Pengawasan dan Transparansi Jadi Prioritas
Bambang menilai jumlah permohonan tersebut menunjukkan respons positif masyarakat terhadap layanan yang lebih fleksibel, sekaligus menegaskan bahwa seluruh proses tetap menjamin transparansi persyaratan dan biaya sesuai ketentuan Direktorat Jenderal Imigrasi.
“Serta memenuhi ekspektasi masyarakat akan pelayanan publik yang cepat, mudah, transparan, dan menjangkau seluruh lapisan. Imigrasi untuk rakyat,” ujarnya.
Tingginya antusiasme masyarakat turut mendapat perhatian Kepala Kantor Wilayah Direktorat Jenderal Imigrasi Aceh Tato Juliadin Hidayawan yang meninjau langsung pelaksanaan Pasporia di lokasi.
Selain berdialog dengan sejumlah pemohon untuk mendengarkan masukan dan testimoni, Tato juga memberikan pengarahan kepada petugas agar tetap menjaga kualitas pelayanan.

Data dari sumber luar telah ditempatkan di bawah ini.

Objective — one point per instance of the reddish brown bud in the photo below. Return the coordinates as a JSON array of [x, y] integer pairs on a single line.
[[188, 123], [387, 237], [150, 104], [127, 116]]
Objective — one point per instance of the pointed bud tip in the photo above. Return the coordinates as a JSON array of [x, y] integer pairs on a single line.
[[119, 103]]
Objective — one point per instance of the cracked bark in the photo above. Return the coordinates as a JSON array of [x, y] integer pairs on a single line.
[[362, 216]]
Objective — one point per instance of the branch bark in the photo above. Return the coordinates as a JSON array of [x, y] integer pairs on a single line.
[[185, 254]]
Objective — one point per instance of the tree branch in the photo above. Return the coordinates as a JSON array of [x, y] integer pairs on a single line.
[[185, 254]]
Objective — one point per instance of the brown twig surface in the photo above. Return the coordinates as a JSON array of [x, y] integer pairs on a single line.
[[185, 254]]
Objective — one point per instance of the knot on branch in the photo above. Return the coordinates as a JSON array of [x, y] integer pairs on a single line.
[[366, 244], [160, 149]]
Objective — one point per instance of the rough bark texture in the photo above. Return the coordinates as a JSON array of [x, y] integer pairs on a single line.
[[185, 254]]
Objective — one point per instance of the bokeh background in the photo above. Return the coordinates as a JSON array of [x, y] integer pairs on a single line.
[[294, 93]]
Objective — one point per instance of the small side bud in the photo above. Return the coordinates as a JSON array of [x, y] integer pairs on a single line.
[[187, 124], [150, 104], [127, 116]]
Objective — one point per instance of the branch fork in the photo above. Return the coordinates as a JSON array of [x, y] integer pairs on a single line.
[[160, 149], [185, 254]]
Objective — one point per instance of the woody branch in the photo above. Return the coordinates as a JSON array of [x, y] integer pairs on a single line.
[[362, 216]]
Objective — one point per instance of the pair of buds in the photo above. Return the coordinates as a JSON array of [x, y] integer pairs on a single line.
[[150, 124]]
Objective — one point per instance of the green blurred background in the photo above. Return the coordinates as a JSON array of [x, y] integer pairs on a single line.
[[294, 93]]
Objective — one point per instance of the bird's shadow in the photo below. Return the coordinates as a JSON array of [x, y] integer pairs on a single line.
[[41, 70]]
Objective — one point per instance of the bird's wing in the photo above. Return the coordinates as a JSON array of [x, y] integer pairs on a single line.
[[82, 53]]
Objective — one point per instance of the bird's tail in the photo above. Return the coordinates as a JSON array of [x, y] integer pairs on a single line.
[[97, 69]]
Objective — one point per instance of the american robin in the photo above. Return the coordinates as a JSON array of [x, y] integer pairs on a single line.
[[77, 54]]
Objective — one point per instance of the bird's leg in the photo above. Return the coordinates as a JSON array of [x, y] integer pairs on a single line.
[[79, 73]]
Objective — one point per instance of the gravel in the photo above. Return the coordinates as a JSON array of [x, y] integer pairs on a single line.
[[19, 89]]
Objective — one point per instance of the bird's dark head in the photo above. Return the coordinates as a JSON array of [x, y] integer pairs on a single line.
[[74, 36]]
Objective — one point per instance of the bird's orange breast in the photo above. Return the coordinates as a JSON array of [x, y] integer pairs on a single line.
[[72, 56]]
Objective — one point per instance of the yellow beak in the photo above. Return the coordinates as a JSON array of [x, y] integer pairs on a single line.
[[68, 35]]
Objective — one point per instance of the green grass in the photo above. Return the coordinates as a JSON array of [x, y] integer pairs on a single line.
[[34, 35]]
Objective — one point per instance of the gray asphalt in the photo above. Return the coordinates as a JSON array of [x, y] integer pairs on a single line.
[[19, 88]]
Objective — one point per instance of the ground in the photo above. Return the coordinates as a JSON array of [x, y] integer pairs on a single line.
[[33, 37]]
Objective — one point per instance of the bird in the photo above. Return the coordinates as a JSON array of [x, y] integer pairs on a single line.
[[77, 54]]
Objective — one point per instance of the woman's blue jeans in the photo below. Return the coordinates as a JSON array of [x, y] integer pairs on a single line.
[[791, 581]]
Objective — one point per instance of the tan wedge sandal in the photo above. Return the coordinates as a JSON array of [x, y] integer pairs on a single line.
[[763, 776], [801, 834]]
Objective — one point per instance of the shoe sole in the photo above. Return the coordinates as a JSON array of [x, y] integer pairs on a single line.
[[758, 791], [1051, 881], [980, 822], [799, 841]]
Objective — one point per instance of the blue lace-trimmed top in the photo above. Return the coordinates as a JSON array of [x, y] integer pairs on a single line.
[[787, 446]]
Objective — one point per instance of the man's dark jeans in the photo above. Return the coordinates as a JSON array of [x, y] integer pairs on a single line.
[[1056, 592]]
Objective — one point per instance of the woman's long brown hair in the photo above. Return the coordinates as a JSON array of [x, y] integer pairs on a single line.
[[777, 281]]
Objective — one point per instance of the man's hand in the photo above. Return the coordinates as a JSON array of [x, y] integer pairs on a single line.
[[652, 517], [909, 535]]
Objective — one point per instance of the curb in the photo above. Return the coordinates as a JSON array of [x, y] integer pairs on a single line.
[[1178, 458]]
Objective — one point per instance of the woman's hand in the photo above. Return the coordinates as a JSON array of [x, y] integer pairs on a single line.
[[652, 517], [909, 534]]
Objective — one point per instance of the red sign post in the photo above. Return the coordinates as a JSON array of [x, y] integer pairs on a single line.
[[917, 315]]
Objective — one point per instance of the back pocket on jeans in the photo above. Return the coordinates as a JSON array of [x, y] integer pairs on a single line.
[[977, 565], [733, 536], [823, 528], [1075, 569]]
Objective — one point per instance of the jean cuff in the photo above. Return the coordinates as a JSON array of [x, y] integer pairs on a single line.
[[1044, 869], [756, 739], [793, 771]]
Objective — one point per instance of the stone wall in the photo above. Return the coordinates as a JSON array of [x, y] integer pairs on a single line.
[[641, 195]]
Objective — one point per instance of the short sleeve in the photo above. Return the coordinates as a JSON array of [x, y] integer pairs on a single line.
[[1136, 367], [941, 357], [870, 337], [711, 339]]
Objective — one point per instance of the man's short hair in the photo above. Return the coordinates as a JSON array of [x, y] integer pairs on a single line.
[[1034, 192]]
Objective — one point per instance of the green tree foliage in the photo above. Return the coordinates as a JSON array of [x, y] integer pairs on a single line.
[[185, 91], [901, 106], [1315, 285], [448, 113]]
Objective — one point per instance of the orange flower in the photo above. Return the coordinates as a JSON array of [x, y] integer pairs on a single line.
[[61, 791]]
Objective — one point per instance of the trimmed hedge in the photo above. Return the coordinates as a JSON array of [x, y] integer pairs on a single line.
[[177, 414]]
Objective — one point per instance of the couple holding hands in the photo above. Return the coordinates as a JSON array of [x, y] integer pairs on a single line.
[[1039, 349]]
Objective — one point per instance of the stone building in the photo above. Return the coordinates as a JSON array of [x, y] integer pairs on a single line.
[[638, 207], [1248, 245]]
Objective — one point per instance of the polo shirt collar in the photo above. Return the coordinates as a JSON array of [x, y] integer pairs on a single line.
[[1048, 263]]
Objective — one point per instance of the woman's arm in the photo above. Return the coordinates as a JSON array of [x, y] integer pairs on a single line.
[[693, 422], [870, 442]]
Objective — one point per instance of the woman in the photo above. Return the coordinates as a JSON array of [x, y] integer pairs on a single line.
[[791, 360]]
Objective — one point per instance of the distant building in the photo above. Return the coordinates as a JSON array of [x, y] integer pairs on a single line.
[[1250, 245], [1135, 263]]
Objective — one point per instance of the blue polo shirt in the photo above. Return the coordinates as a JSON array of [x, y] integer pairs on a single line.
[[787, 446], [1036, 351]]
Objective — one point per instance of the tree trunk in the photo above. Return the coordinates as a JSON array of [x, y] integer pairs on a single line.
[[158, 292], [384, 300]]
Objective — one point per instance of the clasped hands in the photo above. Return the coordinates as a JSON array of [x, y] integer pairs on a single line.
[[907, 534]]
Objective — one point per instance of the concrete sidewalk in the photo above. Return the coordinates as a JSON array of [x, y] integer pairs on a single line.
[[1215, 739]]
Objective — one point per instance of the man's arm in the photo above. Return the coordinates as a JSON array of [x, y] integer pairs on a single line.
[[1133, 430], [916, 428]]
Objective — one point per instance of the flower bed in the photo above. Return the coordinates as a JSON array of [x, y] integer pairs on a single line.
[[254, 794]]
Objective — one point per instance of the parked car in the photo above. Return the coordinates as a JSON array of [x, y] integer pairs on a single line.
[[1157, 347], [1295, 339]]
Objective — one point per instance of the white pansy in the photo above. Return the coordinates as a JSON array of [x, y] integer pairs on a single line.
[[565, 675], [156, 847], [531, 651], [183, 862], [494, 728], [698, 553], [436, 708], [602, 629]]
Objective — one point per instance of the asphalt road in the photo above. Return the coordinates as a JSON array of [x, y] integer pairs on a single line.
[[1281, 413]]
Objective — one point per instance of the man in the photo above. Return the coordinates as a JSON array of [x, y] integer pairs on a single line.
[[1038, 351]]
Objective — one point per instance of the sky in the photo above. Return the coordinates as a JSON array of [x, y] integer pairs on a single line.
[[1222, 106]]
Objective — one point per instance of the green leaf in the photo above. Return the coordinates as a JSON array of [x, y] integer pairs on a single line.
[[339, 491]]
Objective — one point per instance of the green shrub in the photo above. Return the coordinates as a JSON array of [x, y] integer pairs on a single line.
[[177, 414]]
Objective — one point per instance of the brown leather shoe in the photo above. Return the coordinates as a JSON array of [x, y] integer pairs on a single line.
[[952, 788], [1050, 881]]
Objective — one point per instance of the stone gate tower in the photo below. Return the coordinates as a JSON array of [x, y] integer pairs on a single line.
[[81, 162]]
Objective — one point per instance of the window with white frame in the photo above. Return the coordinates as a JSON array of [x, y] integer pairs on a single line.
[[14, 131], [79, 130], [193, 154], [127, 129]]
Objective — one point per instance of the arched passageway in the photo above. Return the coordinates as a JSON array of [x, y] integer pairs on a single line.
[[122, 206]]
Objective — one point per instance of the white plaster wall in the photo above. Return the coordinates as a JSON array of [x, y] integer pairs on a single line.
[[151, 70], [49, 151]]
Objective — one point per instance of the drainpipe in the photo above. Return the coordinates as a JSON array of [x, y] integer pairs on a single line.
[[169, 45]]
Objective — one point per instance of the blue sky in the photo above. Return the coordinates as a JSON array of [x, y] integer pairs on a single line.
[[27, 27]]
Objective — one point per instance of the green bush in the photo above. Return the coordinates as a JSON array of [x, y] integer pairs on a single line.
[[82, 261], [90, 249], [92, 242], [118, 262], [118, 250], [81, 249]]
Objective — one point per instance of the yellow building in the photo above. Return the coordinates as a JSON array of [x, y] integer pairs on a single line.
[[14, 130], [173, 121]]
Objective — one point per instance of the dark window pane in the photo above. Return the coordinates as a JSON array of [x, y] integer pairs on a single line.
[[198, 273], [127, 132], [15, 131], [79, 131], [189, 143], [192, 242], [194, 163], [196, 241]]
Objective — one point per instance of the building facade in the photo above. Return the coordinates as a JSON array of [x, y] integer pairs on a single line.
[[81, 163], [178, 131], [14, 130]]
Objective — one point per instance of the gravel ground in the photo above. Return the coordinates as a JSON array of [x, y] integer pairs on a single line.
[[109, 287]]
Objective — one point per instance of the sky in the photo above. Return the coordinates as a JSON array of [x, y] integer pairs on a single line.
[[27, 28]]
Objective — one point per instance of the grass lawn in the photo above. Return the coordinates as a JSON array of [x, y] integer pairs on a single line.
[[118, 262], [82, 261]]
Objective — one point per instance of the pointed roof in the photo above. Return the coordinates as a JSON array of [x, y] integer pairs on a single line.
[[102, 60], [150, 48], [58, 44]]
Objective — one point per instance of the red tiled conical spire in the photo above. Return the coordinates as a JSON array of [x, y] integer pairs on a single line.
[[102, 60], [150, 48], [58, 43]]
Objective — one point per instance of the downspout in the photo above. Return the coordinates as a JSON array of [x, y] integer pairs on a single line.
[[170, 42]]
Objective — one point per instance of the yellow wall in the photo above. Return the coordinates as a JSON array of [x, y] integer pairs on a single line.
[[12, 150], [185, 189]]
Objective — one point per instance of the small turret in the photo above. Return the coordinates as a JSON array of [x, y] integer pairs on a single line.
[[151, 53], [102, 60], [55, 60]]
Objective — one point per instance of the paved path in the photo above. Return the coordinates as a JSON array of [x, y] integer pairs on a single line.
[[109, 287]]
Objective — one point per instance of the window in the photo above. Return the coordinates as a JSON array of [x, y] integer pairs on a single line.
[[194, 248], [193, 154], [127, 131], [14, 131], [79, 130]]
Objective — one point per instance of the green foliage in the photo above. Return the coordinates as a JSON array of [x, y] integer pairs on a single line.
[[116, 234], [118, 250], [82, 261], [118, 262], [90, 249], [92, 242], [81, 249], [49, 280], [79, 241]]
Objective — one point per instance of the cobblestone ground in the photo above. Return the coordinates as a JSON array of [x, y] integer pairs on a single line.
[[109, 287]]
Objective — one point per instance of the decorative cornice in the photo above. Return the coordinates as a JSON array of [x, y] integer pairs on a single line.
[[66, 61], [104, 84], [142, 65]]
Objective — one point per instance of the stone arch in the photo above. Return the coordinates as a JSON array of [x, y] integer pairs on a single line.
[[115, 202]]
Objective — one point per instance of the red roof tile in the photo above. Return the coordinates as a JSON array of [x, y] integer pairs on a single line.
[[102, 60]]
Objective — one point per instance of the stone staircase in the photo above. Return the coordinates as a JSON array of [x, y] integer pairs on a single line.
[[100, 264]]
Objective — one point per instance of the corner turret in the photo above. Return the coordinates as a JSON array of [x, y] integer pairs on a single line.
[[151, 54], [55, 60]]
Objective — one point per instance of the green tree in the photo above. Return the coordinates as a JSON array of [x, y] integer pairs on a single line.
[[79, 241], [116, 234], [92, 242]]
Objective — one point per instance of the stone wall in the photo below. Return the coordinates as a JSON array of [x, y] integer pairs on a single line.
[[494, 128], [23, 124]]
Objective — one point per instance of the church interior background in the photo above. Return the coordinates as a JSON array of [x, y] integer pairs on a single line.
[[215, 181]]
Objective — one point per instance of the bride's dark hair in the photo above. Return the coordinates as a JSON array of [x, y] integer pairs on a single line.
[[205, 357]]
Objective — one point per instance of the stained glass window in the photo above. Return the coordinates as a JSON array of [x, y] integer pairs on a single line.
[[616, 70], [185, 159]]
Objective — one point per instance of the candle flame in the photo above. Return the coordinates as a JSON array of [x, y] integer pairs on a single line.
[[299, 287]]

“Konsepnya boleh santai di ruang terbuka, namun SOP, ketelitian dalam verifikasi berkas, dan sikap humanis tidak boleh kendor sedikit pun,” tegasnya.
Menurut Tato, pelaksanaan Pasporia menjadi bukti bahwa reformasi birokrasi di tingkat Unit Pelaksana Teknis berjalan secara nyata melalui inovasi pelayanan publik yang menjangkau masyarakat.